High‐efficiency gravel longshore sediment transport and headland bypassing over an extreme wave event

Gravel beaches are common throughout the high latitudes, but few studies have examined gravel transport rates, in particular at high energy levels, and no studies have quantified gravel transport around headlands. Here, we present the first complete sediment budget, including supra‐, inter‐ and sub‐tidal regions of the beach, across multiple headland‐separated gravel embayments, combined with hydrodynamic observations, over an extreme storm sequence, representing at least a 1‐in‐50‐year event. Unprecedented erosion was observed (~400 m3 m−1, −6 m vertical), with alongshore flux of 2 × 105 m3, equivalent to annual rates. Total system volume change was determined to the depth of closure and then used to calculate alongshore flux rates. Alongshore wave power was obtained from a wave transformation model. For an open section of coastline, we derive a transport coefficient (CERC formula) of KHs = 0.255 ± 0.05, exceeding estimates in lower‐energy conditions by a factor of 5 or more. We apply this coefficient to rocky segments of the shoreline, determining rates of headland bypass from 0 to 31% of potential flux, controlled by headland extent and toe depth. Our results support the hypothesis that gravel is transported more efficiently at higher energy levels and that a variable rate or threshold approach may be required.
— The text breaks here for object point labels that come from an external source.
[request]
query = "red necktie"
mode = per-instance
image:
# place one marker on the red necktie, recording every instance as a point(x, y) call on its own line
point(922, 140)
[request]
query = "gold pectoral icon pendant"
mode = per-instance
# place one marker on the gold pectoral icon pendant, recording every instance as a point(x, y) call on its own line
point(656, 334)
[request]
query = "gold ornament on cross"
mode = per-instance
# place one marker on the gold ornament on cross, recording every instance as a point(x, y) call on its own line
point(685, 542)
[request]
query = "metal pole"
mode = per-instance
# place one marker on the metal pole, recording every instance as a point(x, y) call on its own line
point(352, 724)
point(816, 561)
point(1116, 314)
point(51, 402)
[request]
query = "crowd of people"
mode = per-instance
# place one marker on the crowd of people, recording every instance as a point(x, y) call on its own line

Complete coverage and varying morphology make this dataset uniquely suited to improving model predictions of gravel shoreline change. © 2019 John Wiley & Sons, Ltd. © 2019 John Wiley & Sons, Ltd. A complete sediment budget spanning multiple gravel embayments over a 1‐in‐50‐year storm event is used to derive a transport rate (CERC equation) of K = 0.26, demonstrating that gravel may be transported at up to half the rate of sand in extreme conditions. The first observations of headland bypassing indicate a range of bypassing rates (0 to 31%), controlled by shoreline orientation and headland extent.